Vrijwilliger in het zonnetje: Wil Horst-Wikkerman

Het is eind februari, enkele dagen na de zware voorjaarsstormen die over ons land geraasd hebben, als ik – op weg naar alweer een van onze trouwe vrijwilligers – besluit om via de altijd zo mooie en rustige Vredelaan Laren binnen te rijden. Daar wacht mij echter een onaangename verrassing. De altijd zo prachtig groene laan ziet er allerminst vredig uit. De storm heeft er opvallend zwaar huisgehouden. Veel omgevallen bomen over kapotte hekwerken en mannen met kettingzagen die bezig zijn de ergste rommel te ruimen als voorwerk van heel wat verder herstelwerk voor mens en natuur. Ik kan er gelukkig al wel door, zodat ik even later toch netjes op de afgesproken tijd op mijn bestemming aan de Postiljon arriveer.

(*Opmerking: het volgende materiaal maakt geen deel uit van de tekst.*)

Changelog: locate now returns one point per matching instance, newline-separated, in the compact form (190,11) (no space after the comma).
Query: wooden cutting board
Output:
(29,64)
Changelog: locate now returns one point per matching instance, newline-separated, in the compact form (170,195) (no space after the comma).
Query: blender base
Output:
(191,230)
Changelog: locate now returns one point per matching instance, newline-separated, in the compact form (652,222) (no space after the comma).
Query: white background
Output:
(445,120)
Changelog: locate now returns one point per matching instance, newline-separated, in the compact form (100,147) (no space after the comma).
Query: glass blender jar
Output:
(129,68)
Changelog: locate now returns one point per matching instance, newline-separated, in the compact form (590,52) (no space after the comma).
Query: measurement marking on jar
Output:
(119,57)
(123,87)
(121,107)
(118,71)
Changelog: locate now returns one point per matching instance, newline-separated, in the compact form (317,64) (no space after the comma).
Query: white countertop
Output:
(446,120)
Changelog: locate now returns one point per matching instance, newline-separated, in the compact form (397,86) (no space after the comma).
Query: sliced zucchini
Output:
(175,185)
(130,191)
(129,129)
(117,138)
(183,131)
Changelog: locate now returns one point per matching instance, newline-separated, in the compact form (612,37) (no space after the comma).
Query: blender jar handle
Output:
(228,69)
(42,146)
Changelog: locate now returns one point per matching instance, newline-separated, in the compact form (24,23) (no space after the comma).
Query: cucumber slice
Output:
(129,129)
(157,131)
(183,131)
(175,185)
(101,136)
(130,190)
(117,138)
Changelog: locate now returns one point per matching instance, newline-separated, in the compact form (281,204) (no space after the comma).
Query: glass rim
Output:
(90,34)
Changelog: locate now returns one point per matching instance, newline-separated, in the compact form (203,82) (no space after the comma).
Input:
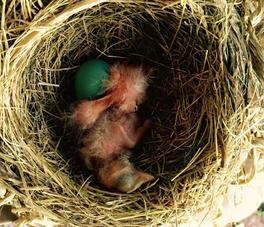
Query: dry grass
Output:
(206,104)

Dit artikel is afkomstig uit Kwartaalbericht 160 [2022-2]. Leden van de Historische Kring Laren ontvangen het kleurrijke glossy magazine 4 keer per jaar. U kunt hier lid worden. Losse nummers zijn à € 9,50 per stuk in de Lindenhoeve en bij Bruna te koop, zolang de voorraad strekt.

Tekst: Hein Calis

Na aanbellen doet er een voor mij bekende open, want Wil is een nicht van me en tevens vroeger buurmeisje. We spreken dus eerst samen uitgebreid over hoe het vroeger bij haar thuis was. Wil had een goede, maar zeker niet onbezorgde jeugd. Ze wordt in 1942 geboren als eerste kind van vader Ruth Wikkerman en moeder Sientje Calis. De oorlogstijd en ook de periode daarna is sowieso voor iedereen een zware tijd, maar net als begin jaren vijftig het leven weer min of meer zijn normale vorm begint te krijgen, wordt moeder Sientje ernstig ziek. Het gezin is op dat moment met de regelmaat van één kind per twee jaar uitgebreid tot zes kinderen. Een nieuwe moeilijke tijd breekt aan. Ook voor Wil, die als meisje van een jaar of 13/14 al behoorlijk goed weet heeft van wat er allemaal om haar heen gebeurt. En hoewel dicht in de buurt wonende familie het gezin zoveel mogelijk probeert te helpen, wordt Wil ook ingeschakeld om alles draaiende te houden. Zeker op de momenten dat haar moeder zo ziek is dat besloten wordt om vier van de zes kinderen tijdelijk bij familieleden onder te brengen. Wil blijft dan met haar jongste broertje thuis, waarbij zij een deel van de verzorging van hem voor haar rekening neemt. Ze vertelt dat ze hem dan ‘s morgens in de kleren hielp en van ontbijt voorzag, om hem daarna bij een ernaast wonende tante af te leveren, alvorens zelf naar school te gaan. “Tja”, zegt ze mijmerend, “dat was geen gemakkelijke tijd, máár grote winst ervan is dat ik nog steeds een echt goede band met mijn broers en zus heb, zeker met de jongste.” Na twee jaar ziekte overlijdt haar moeder in 1956. De familie blijft het gezin ondersteunen, maar de échte oplossing komt pas als vader Ruth in 1957 hertrouwt met Marietje, de twee jaar oudere zus van Sientje. Dan breken er op Cornelis Bakkerlaan 9 weer zonnige tijden aan. Zij voegt zich naadloos in het gezin en zorgt er met haar lieve karakter voor dat de normale gezinsverhoudingen weer snel hersteld worden. Wil spreekt vol lof over haar en noemt haar liefdevol “mijn tweede moeder”.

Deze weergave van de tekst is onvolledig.